By Audrey Lin

The field of Digital Humanities is primarily centered in North America, which renders many data processing and visualization tools inaccessible for non-Anglophone scholars, history professor Christina Han recently told a UC Santa Barbara audience.

Han and digital humanities specialists in East Asia have been working hard to change that by developing new platforms for multilingual research.

Hangukgojeonjonghap DB 한국고전종합DB, from Institute for the Translation of Korean Classics, is a digital database of South Korea’s premodern and prehistorical records.

“Over 90 percent of [South Korea’s] premodern, prehistorical records have been professionally digitized and are accessible for you to use online,” Han said. “This was possible because the South Korean government spent over two decades of funding focused on building digital research infrastructure.”

Han’s talk, “Poetry Networks & Everyday Lives: Rediscovering Premodern Korean Society Through Digital Humanities,” was sponsored by UCSB’s Department of East Asian Languages and Cultural Studies as the 2025 Hyung Il Pai Memorial Lecture in Korean Studies.

Han compared her pursuit of an intercultural, transnational digital humanities to the work of the late professor Pai’s work, who taught in the department, particularly advanced Korean Studies at UCSB.

Christina Han is an associate professor of history at Wilfrid Laurier University, in Waterloo, Ont. and researches the 17th-century Sihwa ch'ongnim 詩話叢林 Compendium of Poetry Talks.

Han served as a curatorial consultant and researcher at the Royal Ontario Museum in Toronto for over 15 years and is now an associate professor of history at Wilfrid Laurier University, in Brantford, Ont.

Digital humanities specialists in East Asia have been developing new platforms for multilingual research, such as MARKUS, a system that facilitates tagging and text analysis.

Currently, Han is researching Korean sihwa 詩話 poetry discourses with the help of MARKUS, among other tools. She is a translator of the 17th-century Sihwa ch'ongnim 詩話叢林 Compendium of Poetry Talks — hybrid poetry, storytelling and critique.

“Poetic exchange was a vibrant social practice that crossed boundaries of class, gender and geography. By mapping these networks, we can uncover the lived realities of poets and their communities, offering a more nuanced and interactive way to understand the past,” Han said.

Han used a data visualization map, composed of 1,784 nodes and 2,401 relationships, to articulate her research intent. The map was made with neo4j, a graph analytics software, and the nodes represent people, items, locations, etc. and illuminate patterns in premodern Korean texts.

Digital Humanities scholar Christina Han presenting a data visualization map of Sihwa ch'ongnim 詩話叢林 Compendium of Poetry Talks. The graphic is composed of 1,784 nodes and 2,401 relationships. It was made with neo4j, a graph analytics software.

“The large, eclectic and non-linear text of sihwa makes it an ideal candidate for machine reading,” Han said. “Unveiling and visualizing the evolution of themes and styles, spatial and temporal distribution, and social networks mediated through homes, can offer new perspectives of the social and cultural history of Korea.”

Historian Christina Han, right, at the Arctic World Archive in Svalbard, Norway. Photo courtesy of Wilfrid Laurier University.

Han described her 2023 trip to the Arctic World Archive in Svalbard, Norway and the Arctic archive’s data preservation techniques. While her work requires digitization, she is part of the Big Data Studies Lab at the University of Hong Kong, which conducts experimental research in digital humanities. She says she’s highly cognizant of a potential “digital dark age” in that she values physical archives and sustainable storage techniques.

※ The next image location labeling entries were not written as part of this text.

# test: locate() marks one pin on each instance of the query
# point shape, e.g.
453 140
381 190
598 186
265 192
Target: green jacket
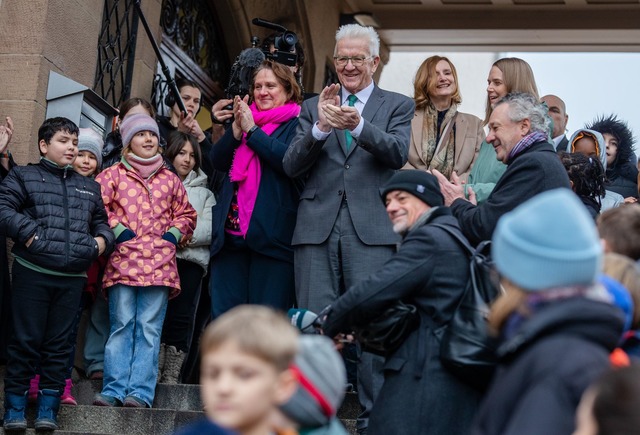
485 173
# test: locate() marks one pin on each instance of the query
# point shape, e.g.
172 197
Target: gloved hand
169 237
127 234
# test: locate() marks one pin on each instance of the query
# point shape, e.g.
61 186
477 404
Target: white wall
590 84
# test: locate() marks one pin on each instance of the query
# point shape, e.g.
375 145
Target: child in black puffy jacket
58 223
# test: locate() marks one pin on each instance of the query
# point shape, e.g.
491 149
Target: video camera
241 74
284 43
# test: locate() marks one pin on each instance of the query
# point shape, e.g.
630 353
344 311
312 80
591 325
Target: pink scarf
245 169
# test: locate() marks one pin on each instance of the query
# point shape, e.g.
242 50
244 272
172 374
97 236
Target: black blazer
430 270
536 170
274 215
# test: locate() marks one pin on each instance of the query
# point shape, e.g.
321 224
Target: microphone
251 57
304 320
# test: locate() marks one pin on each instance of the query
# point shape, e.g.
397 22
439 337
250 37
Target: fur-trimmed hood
621 131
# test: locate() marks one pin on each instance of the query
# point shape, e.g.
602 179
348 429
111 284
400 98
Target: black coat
430 270
5 288
63 209
536 170
274 214
623 179
546 366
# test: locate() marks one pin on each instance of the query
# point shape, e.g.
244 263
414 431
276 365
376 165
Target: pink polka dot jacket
149 208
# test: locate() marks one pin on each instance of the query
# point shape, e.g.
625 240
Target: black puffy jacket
61 208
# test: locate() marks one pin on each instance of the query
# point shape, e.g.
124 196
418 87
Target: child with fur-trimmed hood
621 171
592 144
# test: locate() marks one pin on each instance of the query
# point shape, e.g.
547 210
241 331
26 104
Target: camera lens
287 41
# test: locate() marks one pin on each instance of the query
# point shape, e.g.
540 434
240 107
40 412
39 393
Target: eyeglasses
355 60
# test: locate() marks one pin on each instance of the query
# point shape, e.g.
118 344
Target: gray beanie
90 140
420 184
321 382
136 123
548 241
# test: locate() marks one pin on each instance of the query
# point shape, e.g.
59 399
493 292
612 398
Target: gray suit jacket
331 172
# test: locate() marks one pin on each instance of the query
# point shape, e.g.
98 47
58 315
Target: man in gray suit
351 139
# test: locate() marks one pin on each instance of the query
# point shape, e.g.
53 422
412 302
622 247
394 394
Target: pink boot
67 398
34 386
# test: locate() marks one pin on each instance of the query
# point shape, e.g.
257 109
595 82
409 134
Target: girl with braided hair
587 179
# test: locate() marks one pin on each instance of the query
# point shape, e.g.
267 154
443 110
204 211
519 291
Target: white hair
357 31
525 106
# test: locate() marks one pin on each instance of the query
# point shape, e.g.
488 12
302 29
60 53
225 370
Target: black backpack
466 348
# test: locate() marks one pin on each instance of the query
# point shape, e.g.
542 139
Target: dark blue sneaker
14 406
104 400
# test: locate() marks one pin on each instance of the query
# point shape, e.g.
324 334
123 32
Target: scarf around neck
441 158
526 142
144 167
245 168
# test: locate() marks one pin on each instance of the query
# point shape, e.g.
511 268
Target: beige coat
469 137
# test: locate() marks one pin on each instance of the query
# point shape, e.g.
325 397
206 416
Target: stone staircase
174 406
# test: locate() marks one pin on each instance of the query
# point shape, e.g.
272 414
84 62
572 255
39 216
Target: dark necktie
347 134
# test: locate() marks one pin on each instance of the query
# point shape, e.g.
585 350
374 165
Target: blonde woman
441 137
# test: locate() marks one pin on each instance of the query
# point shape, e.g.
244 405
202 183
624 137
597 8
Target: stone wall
38 36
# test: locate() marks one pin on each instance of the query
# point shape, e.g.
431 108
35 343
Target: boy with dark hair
58 223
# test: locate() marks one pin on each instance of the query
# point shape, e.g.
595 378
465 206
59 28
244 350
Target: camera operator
220 111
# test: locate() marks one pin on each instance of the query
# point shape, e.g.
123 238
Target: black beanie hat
418 183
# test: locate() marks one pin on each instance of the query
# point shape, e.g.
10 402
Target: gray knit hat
548 241
90 140
420 184
321 382
136 123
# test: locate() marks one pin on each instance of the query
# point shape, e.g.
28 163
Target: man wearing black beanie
430 271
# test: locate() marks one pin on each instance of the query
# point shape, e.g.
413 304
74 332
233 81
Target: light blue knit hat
549 241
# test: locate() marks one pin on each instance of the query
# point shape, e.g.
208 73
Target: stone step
131 421
32 431
174 406
181 397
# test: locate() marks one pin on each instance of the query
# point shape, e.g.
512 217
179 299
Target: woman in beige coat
441 137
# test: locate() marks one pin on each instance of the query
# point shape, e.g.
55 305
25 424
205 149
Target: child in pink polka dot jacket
150 214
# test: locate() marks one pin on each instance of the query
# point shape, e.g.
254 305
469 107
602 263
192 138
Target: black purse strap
458 236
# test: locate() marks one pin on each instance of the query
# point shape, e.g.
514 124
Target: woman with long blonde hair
442 138
507 75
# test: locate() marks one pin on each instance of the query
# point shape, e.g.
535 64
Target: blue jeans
136 315
97 335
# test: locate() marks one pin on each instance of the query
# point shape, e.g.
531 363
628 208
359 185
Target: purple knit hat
136 123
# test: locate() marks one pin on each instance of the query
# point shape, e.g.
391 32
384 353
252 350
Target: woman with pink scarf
254 218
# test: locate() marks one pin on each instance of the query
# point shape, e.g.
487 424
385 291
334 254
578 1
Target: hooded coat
622 174
611 199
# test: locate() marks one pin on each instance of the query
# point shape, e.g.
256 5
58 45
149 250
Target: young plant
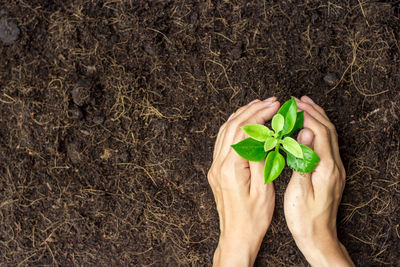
262 140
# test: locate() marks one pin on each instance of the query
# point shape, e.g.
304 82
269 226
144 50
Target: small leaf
307 164
257 131
277 123
270 143
289 112
250 149
299 123
292 147
273 167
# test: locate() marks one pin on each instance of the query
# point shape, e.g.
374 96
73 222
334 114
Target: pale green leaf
257 131
270 143
273 167
292 147
278 123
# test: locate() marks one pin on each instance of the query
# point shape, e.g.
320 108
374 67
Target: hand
245 204
312 199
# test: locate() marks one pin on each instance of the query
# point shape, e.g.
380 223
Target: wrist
231 252
330 252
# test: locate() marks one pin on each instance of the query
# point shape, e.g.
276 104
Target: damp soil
109 111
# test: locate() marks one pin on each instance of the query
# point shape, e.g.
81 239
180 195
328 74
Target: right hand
312 199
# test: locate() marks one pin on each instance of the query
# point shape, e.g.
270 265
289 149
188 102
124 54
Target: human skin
245 205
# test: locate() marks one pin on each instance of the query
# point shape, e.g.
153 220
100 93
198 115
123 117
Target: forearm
235 253
330 254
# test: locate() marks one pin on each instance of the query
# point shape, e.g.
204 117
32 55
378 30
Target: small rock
81 92
114 38
73 152
236 52
149 50
9 31
76 112
123 157
331 79
98 119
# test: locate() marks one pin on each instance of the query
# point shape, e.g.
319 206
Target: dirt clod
76 112
109 112
98 119
9 31
331 79
81 92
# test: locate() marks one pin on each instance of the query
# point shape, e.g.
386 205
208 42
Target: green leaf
292 147
277 123
298 124
257 131
270 143
307 164
289 113
250 149
274 165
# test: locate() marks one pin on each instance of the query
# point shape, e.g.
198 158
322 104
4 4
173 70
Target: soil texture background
109 112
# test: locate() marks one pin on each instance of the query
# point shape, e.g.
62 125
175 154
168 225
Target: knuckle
241 109
323 130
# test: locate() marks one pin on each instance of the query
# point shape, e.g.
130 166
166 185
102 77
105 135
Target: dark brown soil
109 112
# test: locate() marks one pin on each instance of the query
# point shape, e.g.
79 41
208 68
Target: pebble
81 92
9 31
98 119
76 112
236 52
150 50
331 79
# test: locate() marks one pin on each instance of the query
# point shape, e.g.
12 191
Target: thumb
257 178
301 182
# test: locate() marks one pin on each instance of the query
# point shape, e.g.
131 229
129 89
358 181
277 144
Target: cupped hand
245 204
312 199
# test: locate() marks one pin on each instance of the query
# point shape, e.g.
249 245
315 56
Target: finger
313 110
322 140
300 183
257 185
308 100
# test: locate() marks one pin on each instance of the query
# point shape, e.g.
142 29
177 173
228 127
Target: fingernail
305 137
269 99
255 100
308 100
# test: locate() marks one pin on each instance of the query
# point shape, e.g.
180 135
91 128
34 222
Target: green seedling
265 143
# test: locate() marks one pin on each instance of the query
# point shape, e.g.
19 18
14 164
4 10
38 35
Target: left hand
245 204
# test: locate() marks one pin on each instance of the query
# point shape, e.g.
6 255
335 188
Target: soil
109 111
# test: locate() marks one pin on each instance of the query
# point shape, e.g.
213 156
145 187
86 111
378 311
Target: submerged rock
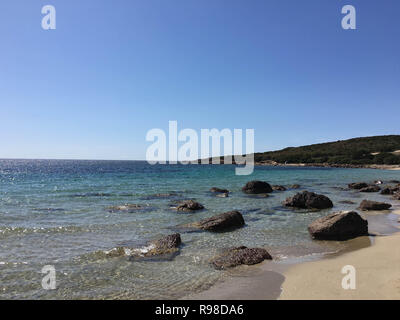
370 189
256 187
308 200
387 191
161 196
165 245
278 188
358 185
225 221
342 225
128 207
238 256
189 205
347 202
367 205
222 195
218 190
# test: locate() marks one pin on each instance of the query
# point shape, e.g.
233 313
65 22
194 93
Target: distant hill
357 151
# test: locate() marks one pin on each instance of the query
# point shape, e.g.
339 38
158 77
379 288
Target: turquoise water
53 212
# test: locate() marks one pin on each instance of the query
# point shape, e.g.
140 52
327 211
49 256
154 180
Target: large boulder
308 200
189 205
370 189
342 225
241 255
164 246
256 187
367 205
225 221
358 185
278 188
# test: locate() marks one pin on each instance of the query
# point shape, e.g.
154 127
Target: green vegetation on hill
357 151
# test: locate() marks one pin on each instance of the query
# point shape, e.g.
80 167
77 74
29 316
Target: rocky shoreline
329 165
337 226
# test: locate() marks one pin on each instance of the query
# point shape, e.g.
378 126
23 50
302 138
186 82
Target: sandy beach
375 259
377 274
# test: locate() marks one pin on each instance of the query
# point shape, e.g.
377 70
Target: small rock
222 195
189 205
367 205
347 202
309 200
221 222
339 226
256 187
358 185
166 245
128 207
278 188
370 189
241 255
218 190
387 191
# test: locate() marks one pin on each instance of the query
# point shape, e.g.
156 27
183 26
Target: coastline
327 165
374 258
377 274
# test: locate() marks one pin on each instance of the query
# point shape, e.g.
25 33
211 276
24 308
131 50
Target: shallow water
54 212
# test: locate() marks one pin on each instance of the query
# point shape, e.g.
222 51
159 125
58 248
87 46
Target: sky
113 70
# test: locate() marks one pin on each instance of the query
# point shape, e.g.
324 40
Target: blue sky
112 70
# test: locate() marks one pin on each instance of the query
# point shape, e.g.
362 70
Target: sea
56 213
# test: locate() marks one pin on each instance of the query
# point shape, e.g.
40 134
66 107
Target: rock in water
387 191
240 255
358 185
370 189
189 205
342 225
225 221
163 246
308 200
129 207
166 243
347 202
218 190
222 195
256 187
367 205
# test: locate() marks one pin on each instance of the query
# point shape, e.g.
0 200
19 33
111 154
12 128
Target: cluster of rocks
338 226
166 245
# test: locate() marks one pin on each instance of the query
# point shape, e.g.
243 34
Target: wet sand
377 274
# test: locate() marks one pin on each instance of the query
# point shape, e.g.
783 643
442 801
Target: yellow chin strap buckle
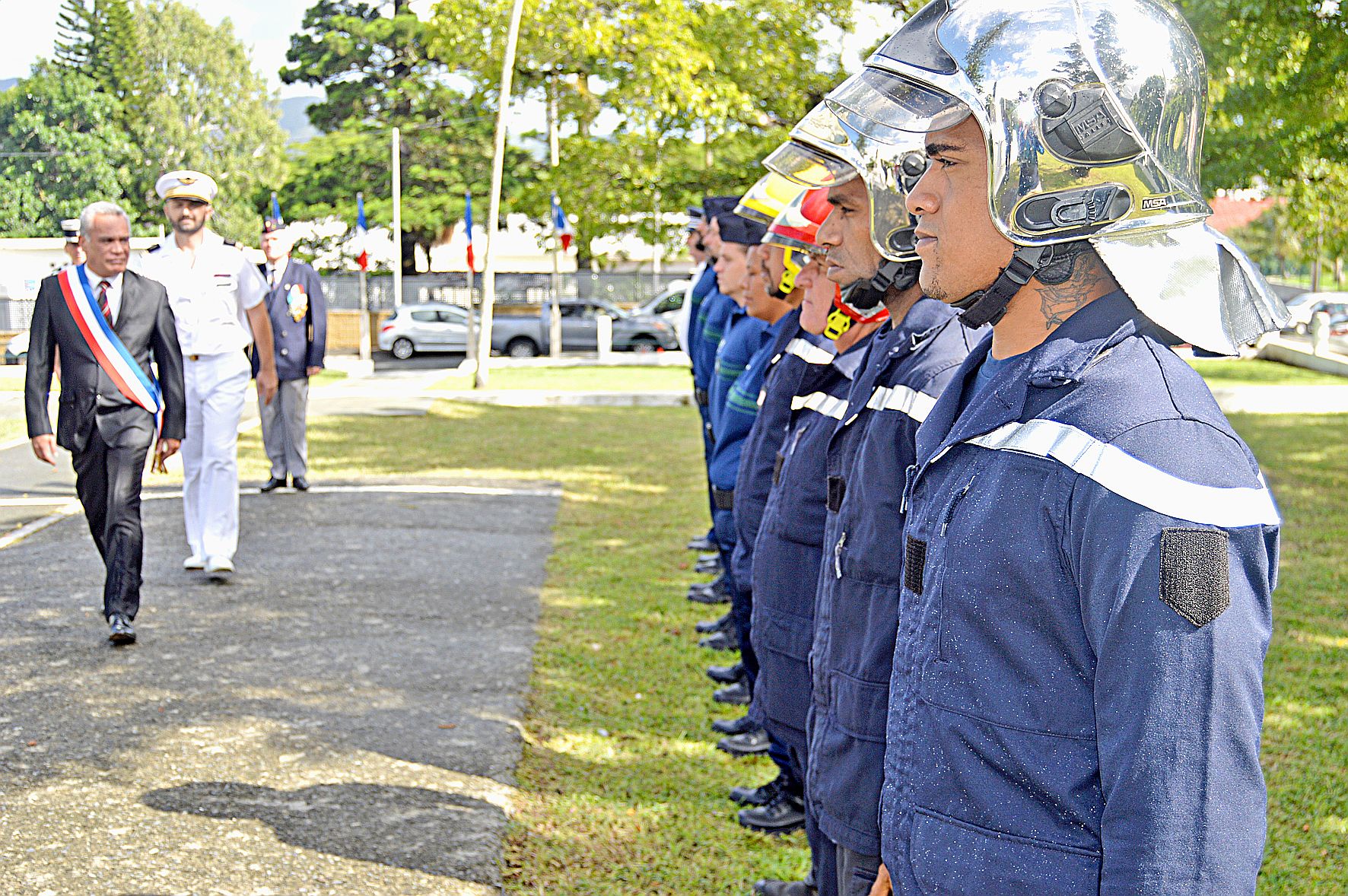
838 324
794 263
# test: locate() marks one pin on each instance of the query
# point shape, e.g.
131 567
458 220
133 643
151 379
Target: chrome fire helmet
1092 112
824 153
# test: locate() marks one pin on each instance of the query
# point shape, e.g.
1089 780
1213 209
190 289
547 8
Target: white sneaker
218 565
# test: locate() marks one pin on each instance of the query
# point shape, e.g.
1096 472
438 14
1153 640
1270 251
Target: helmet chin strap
895 275
1049 265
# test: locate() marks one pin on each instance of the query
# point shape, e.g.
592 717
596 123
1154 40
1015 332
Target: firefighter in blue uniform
780 367
733 417
704 283
711 324
1089 550
908 365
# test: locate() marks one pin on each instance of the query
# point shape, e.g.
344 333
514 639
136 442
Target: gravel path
342 717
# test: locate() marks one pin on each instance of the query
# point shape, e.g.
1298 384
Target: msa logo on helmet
1082 126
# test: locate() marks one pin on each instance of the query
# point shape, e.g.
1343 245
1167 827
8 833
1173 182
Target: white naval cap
186 185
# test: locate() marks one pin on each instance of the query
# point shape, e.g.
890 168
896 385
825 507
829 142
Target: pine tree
76 26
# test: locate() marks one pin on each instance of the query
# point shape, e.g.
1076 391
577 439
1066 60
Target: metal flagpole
364 305
485 338
398 218
555 318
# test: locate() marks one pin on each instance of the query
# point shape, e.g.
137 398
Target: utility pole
398 218
555 319
485 340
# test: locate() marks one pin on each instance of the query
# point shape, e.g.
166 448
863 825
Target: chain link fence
342 291
625 290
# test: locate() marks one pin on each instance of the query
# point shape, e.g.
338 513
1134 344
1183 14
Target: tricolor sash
112 356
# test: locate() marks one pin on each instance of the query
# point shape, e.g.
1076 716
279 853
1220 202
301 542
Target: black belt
838 491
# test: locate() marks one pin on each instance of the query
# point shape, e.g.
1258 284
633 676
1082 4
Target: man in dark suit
110 324
300 333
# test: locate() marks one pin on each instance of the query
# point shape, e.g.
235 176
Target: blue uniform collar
1057 361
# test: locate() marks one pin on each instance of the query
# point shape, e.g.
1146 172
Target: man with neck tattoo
1089 548
908 364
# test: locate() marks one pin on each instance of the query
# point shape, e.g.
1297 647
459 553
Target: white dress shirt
209 290
277 271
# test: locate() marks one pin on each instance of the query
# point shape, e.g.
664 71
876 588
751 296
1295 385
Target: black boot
733 725
784 888
701 543
761 796
726 674
720 642
736 694
747 744
782 815
715 625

Han’s current project is a multilingual Linked Open Database of sihwa, funded by the Social Sciences and Humanities Research Council of Canada.

Ultimately, Han hopes digital archives will become nexuses of cross-cultural and transnational scholarship. She believes that researching premodern Korean literature sheds light on previously erased and marginalized voices. Han and UCSB East Asian Studies professor Thomas Mazanec emphasized the importance of digital humanities and invited any UCSB students interested in collaborating to reach out to them.

Audrey Lin is a second-year Writing & Literature major at UC Santa Barbara. They are a Web and Social Media intern with the Division of Humanities and Fine Arts.